À época, esta pequena produtora de Paris estava atirando para todo lado, rodando até filmes de terror com canibais e zumbis (que estavam na moda), mas sempre com valores de produção abaixo da média. Só para dar uma ideia, foram eles que produziram o tenebroso "Zombie Lake", de Jean Rollin! Assunto encerrado.

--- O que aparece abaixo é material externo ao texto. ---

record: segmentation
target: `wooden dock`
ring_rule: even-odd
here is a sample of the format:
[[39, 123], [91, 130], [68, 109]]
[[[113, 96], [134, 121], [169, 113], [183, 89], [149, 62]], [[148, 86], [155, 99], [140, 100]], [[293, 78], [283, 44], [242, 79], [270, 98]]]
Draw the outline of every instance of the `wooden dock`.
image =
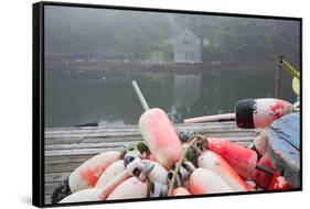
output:
[[[175, 130], [193, 130], [247, 146], [260, 130], [238, 129], [235, 122], [175, 124]], [[142, 141], [137, 125], [81, 127], [45, 129], [45, 204], [58, 184], [92, 156], [120, 150], [125, 142]]]

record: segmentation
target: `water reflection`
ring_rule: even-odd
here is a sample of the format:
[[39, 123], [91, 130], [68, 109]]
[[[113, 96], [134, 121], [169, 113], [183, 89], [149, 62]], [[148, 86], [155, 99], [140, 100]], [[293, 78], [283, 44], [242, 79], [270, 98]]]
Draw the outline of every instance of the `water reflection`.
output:
[[[173, 122], [231, 112], [238, 99], [275, 94], [274, 70], [54, 70], [45, 76], [45, 127], [138, 123], [143, 110], [132, 79], [149, 106], [162, 108]], [[290, 82], [285, 75], [284, 97], [293, 101]]]

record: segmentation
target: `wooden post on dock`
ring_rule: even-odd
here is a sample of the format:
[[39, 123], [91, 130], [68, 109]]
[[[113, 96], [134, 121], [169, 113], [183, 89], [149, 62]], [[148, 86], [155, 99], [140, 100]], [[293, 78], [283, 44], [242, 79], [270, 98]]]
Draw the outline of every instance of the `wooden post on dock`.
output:
[[276, 98], [282, 98], [282, 64], [284, 64], [284, 56], [279, 56], [277, 73], [276, 73]]

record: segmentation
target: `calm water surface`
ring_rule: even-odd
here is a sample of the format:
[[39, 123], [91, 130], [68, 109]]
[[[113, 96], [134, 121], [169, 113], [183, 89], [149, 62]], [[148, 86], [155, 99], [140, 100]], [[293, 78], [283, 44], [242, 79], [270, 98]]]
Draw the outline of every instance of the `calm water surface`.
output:
[[[57, 70], [45, 74], [45, 127], [137, 124], [142, 107], [136, 79], [150, 107], [163, 109], [173, 122], [234, 111], [245, 98], [275, 97], [275, 70], [130, 72]], [[293, 101], [285, 75], [284, 99]]]

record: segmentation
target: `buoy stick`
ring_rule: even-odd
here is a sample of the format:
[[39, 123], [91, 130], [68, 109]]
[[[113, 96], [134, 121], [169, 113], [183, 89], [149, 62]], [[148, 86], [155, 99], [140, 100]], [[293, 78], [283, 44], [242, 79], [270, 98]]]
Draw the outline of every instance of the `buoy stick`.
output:
[[224, 121], [235, 121], [235, 120], [236, 120], [235, 113], [225, 113], [225, 114], [215, 114], [215, 116], [185, 119], [184, 123], [224, 122]]
[[136, 94], [137, 94], [137, 96], [138, 96], [138, 98], [139, 98], [141, 105], [142, 105], [145, 111], [149, 110], [150, 108], [149, 108], [149, 106], [148, 106], [148, 103], [147, 103], [147, 101], [146, 101], [146, 99], [145, 99], [145, 97], [143, 97], [143, 95], [142, 95], [142, 92], [141, 92], [141, 90], [140, 90], [138, 84], [137, 84], [137, 81], [136, 81], [136, 80], [132, 80], [131, 84], [132, 84], [132, 86], [133, 86], [133, 88], [135, 88], [135, 91], [136, 91]]
[[297, 69], [295, 69], [288, 62], [286, 62], [285, 59], [282, 59], [282, 65], [284, 68], [290, 73], [290, 75], [292, 75], [293, 77], [300, 79], [300, 74]]

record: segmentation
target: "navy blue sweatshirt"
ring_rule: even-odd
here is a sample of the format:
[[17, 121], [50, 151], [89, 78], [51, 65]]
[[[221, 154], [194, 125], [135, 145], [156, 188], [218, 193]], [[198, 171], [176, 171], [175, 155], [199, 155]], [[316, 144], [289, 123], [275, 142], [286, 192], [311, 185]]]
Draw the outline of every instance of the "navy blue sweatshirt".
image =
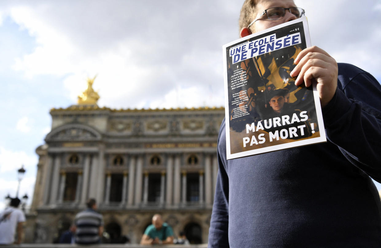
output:
[[223, 121], [208, 247], [381, 247], [381, 86], [338, 66], [327, 143], [227, 160]]

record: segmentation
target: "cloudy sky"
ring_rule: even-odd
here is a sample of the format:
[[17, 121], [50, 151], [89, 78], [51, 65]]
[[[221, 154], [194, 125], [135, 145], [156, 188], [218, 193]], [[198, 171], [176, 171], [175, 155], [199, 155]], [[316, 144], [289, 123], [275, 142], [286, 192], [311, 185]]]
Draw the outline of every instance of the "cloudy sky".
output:
[[[295, 2], [312, 45], [381, 81], [381, 2]], [[243, 3], [0, 2], [0, 210], [21, 165], [31, 198], [49, 110], [75, 104], [88, 77], [98, 75], [101, 107], [223, 106], [222, 46], [238, 38]]]

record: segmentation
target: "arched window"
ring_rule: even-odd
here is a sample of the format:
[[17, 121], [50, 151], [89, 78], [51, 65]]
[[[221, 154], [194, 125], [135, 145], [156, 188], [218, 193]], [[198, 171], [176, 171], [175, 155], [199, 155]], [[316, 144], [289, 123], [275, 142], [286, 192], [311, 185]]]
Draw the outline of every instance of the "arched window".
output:
[[188, 223], [184, 227], [187, 239], [191, 244], [201, 244], [202, 242], [201, 227], [197, 223]]
[[72, 154], [69, 157], [69, 163], [71, 165], [77, 165], [79, 162], [79, 157], [76, 154]]
[[112, 160], [112, 164], [116, 166], [120, 166], [123, 165], [124, 163], [124, 160], [123, 157], [120, 155], [117, 155]]
[[194, 165], [199, 163], [199, 158], [194, 154], [192, 154], [188, 157], [187, 162], [188, 165]]
[[150, 163], [151, 165], [158, 165], [161, 163], [162, 160], [157, 155], [154, 155], [150, 160]]

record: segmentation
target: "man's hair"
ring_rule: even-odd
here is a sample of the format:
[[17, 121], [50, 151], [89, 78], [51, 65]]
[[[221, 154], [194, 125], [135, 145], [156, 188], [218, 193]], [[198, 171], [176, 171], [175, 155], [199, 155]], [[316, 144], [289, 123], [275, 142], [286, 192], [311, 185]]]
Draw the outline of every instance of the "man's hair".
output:
[[19, 205], [20, 205], [20, 202], [21, 201], [20, 199], [16, 197], [16, 198], [12, 198], [11, 199], [11, 203], [10, 203], [10, 205], [11, 206], [14, 207], [15, 208], [18, 208]]
[[241, 9], [239, 16], [239, 31], [242, 28], [247, 27], [254, 20], [253, 14], [255, 12], [255, 8], [258, 0], [245, 0]]
[[93, 206], [95, 205], [96, 203], [96, 201], [95, 199], [90, 198], [87, 200], [87, 202], [86, 202], [86, 206], [89, 208], [93, 208]]

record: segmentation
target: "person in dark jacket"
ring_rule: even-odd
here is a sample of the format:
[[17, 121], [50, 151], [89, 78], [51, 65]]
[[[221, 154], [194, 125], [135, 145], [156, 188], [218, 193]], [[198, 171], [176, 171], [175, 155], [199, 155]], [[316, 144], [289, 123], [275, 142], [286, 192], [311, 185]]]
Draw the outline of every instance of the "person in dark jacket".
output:
[[[246, 0], [241, 37], [301, 17], [296, 8]], [[295, 63], [295, 85], [317, 84], [327, 142], [227, 160], [224, 120], [210, 248], [381, 247], [381, 202], [370, 177], [381, 182], [381, 86], [316, 46]]]
[[75, 225], [74, 224], [70, 226], [69, 230], [64, 232], [59, 237], [58, 243], [61, 244], [74, 244], [75, 242]]

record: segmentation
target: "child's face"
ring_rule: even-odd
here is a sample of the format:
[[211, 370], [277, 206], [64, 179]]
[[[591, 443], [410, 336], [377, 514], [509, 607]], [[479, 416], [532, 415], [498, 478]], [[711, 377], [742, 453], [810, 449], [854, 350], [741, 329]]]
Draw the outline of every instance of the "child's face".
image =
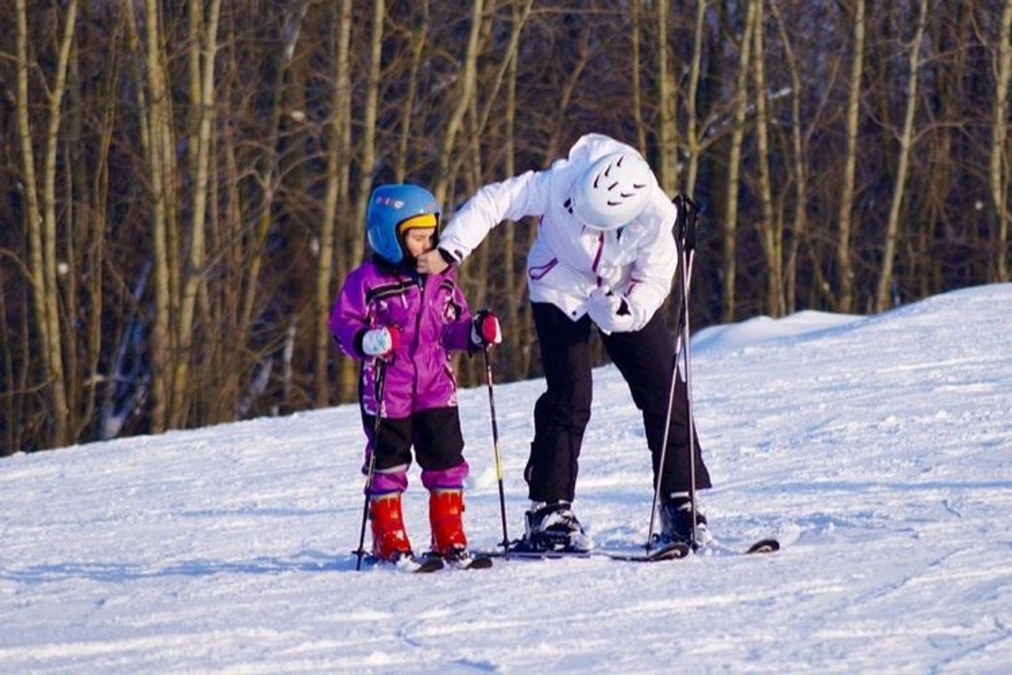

É óbvio que nada muito empolgante poderia sair de uma "aventura na selva" produzida pela Eurociné, e é óbvio que as filmagens aconteceram bem longe do Kilimanjaro, aquele vulcão que é o ponto mais alto da África, e que aqui só é citado no título (e grafado errado, com um "D" a mais!). O cenário do filme parece ser um parque qualquer, que a montagem tenta fazer passar pela África com a inclusão de velhas cenas de arquivo mostrando animais selvagens.
O problema é que são velhas cenas de arquivo MESMO, tipo material filmado nos primórdios do cinema colorido para documentários, e facilmente identificáveis pelas imagens granuladas e cheias de defeitos (riscos no negativo, por exemplo). Mas era uma prática habitual dos realizadores picaretas da época para baratear custos - vide "Predadores da Noite" (1980), do italiano Bruno Mattei, que reaproveitou cenas de um velho documentário sobre a Nova Guiné!
DIAMONDS OF KILIMANDJARO pode ser definido como uma versão feminina (e sexploitation) de Tarzan, e foi lançada num momento em que houve um revival do velho personagem criado por Edgar Edgar Rice Burroughs, e que havia sido "ressuscitado" em superproduções para o cinema como "Tarzan Nota 10" (1981), de John Derek, e "Greystoke, A Lenda de Tarzan" (1984), de Hugh Hudson.
Versões femininas de Tarzan não eram exatamente uma novidade, já que, fazendo filmes com "garotas das selvas", os realizadores não precisavam pagar direitos autorais aos herdeiros de Burroughs. Produtores italianos (sempre eles!) até já haviam feito uma versão feminina escancarada do herói em 1969, chamada "Tarzana" (!!!), com direção de Guido Malatesta.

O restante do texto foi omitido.